My latest book on entrepreneurship, The Entrepreneurial Attitude, opens with: “What do Mark Cuban, Steve Case, Sanjay Gupta, Donna Shalala, and Christina Aguilera all have in common? They are all Junior Achievement alumni who developed an entrepreneurial attitude about their life’s work!” The book updates our three decades of research on the practices of the world’s greatest entrepreneurs – and then brings those proven practices to life through interviews with seventy hi-achieving JA alumni across 35 countries, such as those named above. It’s all backed up by The Farrell Company’s experience in teaching entrepreneurship to over six million people worldwide — more than all universities and training organizations around the world combined!

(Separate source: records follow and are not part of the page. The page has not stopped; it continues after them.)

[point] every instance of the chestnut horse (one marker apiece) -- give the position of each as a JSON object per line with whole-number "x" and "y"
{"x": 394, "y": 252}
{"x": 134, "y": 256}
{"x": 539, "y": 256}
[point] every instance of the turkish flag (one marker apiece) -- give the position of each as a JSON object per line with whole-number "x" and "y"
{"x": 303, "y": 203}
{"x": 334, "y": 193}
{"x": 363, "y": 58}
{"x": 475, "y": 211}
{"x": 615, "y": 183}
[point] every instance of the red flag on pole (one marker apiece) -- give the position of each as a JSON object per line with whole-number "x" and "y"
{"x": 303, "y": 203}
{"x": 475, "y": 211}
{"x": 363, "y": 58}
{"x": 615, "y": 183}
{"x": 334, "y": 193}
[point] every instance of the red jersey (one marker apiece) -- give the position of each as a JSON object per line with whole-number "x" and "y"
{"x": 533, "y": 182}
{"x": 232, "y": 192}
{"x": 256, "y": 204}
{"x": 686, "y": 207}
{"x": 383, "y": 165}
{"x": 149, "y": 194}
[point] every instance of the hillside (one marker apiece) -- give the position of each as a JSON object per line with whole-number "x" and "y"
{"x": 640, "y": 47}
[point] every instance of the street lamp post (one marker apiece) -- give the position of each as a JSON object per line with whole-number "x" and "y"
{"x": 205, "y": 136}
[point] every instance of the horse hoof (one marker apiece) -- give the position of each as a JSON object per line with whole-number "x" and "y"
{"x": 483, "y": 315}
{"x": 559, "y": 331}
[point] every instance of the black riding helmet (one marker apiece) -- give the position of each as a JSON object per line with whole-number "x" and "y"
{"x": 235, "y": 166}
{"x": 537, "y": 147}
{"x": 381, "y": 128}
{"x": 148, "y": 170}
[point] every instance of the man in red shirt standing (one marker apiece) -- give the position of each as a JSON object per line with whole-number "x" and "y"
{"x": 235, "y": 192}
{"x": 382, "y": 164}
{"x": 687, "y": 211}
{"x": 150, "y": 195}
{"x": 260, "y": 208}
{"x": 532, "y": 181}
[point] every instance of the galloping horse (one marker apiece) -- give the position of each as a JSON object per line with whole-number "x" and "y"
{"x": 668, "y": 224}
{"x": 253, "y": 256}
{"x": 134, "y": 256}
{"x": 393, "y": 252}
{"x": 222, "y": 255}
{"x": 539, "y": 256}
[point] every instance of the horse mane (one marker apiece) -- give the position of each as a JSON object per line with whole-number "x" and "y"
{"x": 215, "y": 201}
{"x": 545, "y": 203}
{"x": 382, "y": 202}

The Dark Side Of Entrepreneurship
Given our decades of worldwide experience, and my continuing enthusiasm, it’s not so surprising that I’ve occasionally been accused of ‘over-selling’ the virtues of the entrepreneurial spirit: That having an entrepreneurial attitude is the answer to every problem facing the world. That it’s the only way all seven billion people inhabiting that world can make a decent living. And that it’s something everyone can do. Hmmmm – maybe my critics have a point. So, in the interest of objectivity, here’s my humble effort to devote a couple of words to the dark side of entrepreneurship.
The rule of thumb is that about two out of every three entrepreneurial start-ups fail. I have devoted my life to researching, writing and teaching about the one third of the world’s aspiring entrepreneurs who succeed. So, what about the two thirds who don’t make it? Where do they go wrong? What are the behaviors or characteristics that cause so many entrepreneur wannabes to fail – or never even get around to trying? Actually they’re mostly factors which are fairly manageable. Warren Buffett said it best:
“Everybody here has the ability absolutely to do anything I do and much beyond. Some of
you will, and some of you won’t. For the ones who won’t, it will be because
you get in your own way, not because the world doesn’t allow you.”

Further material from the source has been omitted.